Eurozone April retail sales were not as weak as feared, at -11.7%m/m (vs -15.0% expected).

US weekly jobless claims at 1.877m was close to expectations, although continuing claims at 21.487m were above the 20.0m expected. April trade balance was close to expectations at -USD49.4bn. The widening of the deficit was due to a decline in exports of 20.5%m/m whilst imports declined 13.6%m/m.

Event Outlook

Australia: The AiG Performance of Services index fell to a record low of 27.1 in April. In the May update, the focus will be on signs of recovery as the economy reopens.

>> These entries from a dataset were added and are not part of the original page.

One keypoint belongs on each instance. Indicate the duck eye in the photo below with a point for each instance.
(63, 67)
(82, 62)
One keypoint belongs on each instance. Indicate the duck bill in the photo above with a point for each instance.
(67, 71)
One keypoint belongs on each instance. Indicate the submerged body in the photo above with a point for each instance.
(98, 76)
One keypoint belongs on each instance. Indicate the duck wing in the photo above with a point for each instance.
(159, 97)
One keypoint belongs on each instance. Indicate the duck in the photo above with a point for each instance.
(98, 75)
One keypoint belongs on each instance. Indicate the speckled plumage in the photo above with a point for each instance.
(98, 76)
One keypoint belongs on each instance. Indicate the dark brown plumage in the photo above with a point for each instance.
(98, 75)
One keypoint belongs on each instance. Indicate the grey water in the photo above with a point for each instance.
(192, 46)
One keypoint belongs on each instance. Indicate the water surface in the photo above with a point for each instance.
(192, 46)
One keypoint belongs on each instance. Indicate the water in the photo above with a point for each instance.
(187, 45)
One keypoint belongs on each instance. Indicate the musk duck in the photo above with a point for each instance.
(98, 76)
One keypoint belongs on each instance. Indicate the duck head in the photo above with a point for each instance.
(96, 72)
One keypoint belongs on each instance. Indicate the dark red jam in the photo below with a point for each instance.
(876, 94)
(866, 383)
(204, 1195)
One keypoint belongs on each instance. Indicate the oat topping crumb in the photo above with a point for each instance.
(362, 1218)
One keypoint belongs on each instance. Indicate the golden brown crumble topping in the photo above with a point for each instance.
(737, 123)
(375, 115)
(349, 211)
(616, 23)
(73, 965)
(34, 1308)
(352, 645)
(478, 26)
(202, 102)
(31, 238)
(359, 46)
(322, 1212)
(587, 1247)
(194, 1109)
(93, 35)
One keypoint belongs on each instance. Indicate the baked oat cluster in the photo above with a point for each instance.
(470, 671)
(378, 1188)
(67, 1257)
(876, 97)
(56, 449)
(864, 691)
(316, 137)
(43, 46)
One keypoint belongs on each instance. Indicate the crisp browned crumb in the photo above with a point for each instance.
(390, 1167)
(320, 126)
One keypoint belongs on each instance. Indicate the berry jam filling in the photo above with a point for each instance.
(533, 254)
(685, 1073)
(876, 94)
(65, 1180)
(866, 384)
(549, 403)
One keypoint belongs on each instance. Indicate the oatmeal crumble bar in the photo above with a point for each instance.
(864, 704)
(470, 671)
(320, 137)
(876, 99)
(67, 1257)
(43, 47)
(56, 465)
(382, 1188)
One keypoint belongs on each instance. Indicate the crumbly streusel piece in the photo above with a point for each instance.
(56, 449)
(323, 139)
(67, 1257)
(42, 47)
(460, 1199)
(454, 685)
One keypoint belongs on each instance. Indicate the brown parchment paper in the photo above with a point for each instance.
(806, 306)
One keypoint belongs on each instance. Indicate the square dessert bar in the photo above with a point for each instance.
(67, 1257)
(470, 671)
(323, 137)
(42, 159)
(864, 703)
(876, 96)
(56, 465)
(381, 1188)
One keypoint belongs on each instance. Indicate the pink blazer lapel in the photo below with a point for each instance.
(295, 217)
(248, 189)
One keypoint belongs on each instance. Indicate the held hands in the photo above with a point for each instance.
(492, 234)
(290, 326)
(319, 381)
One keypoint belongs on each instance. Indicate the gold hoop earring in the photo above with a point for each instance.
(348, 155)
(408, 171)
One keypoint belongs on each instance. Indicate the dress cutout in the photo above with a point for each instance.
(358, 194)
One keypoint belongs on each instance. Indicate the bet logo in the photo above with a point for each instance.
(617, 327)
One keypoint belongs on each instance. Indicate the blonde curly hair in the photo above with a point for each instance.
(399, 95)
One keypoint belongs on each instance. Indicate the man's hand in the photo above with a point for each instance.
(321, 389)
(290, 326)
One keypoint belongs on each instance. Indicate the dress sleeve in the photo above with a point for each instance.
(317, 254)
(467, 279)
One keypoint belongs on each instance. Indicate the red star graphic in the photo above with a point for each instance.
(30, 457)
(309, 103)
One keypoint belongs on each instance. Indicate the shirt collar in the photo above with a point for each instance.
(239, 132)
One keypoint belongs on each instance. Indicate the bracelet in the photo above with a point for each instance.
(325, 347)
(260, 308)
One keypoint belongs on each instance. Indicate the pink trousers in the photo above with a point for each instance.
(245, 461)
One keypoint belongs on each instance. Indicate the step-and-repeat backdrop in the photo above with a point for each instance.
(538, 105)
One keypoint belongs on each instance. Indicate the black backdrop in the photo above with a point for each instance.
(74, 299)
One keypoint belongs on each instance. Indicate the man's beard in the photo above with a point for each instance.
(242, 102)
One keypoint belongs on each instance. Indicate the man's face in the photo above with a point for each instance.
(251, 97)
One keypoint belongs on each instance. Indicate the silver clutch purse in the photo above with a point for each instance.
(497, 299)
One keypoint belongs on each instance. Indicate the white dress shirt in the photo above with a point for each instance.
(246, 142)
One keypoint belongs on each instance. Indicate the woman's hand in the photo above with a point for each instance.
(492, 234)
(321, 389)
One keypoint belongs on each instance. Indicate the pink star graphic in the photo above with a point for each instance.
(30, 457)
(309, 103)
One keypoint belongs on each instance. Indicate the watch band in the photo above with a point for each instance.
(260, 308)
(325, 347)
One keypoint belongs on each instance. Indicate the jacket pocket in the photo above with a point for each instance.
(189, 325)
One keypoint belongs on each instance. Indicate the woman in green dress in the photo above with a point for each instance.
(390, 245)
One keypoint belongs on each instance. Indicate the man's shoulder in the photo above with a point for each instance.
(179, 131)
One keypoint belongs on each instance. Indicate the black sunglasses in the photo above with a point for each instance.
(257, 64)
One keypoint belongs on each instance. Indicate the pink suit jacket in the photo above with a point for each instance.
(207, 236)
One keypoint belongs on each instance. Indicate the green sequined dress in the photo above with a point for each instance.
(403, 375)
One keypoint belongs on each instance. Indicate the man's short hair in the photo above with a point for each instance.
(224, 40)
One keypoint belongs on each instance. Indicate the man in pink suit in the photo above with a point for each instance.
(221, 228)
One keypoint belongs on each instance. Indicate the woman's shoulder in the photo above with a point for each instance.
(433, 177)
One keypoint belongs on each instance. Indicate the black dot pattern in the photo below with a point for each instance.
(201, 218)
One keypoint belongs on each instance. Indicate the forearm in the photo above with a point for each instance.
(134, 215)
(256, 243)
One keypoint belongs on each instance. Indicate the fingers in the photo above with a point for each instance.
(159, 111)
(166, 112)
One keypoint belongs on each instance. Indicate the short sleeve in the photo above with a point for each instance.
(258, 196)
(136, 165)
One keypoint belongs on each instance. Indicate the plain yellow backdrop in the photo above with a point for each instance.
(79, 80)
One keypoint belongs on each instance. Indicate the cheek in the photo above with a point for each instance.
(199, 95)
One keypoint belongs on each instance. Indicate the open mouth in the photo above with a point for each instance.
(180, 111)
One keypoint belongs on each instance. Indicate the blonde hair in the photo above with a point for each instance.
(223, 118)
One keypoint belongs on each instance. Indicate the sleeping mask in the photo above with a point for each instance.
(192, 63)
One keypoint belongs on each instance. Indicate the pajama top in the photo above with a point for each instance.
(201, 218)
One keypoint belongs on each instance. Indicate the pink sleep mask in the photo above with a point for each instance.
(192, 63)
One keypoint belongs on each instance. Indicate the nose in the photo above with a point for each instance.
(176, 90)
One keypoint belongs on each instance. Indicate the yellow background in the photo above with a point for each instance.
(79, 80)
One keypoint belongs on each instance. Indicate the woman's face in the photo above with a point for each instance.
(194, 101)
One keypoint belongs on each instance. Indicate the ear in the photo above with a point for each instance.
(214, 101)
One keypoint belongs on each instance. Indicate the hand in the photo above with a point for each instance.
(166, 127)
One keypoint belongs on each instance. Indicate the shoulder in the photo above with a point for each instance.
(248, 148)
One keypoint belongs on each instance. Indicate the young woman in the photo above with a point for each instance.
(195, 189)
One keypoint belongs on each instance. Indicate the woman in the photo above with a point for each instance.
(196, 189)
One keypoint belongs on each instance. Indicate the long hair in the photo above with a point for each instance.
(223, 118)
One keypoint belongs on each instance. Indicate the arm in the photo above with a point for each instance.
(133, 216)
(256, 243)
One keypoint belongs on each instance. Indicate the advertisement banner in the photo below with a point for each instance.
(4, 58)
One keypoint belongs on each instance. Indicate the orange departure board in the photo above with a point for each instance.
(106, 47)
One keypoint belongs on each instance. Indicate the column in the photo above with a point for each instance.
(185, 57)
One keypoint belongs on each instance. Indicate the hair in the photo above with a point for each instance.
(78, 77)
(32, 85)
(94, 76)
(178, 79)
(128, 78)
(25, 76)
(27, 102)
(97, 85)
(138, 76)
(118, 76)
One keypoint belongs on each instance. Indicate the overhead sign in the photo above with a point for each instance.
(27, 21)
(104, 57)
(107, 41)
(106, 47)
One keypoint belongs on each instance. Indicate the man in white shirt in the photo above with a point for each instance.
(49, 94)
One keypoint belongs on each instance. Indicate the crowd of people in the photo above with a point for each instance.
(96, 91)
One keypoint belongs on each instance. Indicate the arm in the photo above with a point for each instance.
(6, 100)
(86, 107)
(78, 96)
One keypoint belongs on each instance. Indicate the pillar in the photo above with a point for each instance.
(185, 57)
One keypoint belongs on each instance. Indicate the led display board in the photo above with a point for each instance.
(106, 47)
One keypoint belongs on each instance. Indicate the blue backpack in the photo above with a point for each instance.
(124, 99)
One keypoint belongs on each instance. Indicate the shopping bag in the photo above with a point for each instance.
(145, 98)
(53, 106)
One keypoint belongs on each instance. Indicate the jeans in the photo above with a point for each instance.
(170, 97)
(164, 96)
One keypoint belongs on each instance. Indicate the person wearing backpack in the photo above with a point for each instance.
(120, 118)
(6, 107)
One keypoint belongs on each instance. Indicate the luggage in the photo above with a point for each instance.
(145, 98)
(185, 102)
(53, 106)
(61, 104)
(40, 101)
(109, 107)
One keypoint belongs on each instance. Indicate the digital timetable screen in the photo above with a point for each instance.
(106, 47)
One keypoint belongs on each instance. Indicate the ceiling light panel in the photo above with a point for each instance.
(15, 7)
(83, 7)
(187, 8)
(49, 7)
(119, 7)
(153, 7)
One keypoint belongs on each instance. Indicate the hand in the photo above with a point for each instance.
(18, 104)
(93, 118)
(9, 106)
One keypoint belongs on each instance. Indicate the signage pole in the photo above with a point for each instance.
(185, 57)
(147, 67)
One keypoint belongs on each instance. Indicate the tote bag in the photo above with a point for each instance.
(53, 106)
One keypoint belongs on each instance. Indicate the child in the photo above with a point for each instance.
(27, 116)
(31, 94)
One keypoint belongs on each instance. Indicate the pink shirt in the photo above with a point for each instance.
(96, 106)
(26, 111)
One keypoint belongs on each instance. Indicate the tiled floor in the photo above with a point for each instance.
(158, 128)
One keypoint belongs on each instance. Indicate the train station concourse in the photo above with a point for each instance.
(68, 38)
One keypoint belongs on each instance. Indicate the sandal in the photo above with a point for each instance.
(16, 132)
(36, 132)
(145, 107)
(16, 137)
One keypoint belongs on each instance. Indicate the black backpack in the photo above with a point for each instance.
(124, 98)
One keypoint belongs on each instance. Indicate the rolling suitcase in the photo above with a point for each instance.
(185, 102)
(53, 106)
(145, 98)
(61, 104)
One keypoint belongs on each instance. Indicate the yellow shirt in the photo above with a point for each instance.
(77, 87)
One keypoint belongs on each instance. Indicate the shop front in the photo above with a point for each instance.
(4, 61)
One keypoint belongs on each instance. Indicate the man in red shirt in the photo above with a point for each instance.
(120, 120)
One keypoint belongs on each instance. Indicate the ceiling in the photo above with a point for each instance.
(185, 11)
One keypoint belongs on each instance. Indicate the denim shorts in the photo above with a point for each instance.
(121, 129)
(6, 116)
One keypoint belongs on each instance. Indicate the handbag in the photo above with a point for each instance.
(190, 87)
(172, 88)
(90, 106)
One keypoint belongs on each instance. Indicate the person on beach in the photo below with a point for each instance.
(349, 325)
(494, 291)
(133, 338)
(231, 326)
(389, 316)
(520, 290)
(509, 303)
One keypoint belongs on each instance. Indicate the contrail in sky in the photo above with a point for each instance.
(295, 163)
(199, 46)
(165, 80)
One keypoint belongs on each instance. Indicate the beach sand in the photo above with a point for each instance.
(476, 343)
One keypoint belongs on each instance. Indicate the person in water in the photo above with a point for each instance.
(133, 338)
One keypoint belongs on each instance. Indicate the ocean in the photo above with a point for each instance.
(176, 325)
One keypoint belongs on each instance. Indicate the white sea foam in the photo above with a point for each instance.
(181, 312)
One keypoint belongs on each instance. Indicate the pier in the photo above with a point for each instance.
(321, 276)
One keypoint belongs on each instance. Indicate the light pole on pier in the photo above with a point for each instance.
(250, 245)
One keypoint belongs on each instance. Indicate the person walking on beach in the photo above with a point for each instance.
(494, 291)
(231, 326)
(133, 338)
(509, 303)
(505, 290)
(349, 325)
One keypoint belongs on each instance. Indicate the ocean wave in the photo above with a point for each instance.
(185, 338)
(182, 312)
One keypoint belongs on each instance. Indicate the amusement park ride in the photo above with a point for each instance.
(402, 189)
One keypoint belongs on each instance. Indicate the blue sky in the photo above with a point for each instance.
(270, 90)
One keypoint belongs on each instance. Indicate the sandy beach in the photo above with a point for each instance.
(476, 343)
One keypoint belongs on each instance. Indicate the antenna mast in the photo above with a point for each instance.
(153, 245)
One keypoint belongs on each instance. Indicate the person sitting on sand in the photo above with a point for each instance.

US: Westpac (and the median analyst) expects that non-farm payrolls fell by 7500k in May, lifting the unemployment rate to around 20.0%. In this period of heightened labour market volatility, the participation rate will play an important role in determining where the unemployment rate ultimately lands. With rising job losses and increasing spare capacity, May average hourly earnings are expected to slow to 1.0% after April’s spike. Consumer credit data is also released. Credit card debt has plummeted during the lockdown, with consumers being restrained in their ability to spend. The market is looking for a record fall of $20bn in April.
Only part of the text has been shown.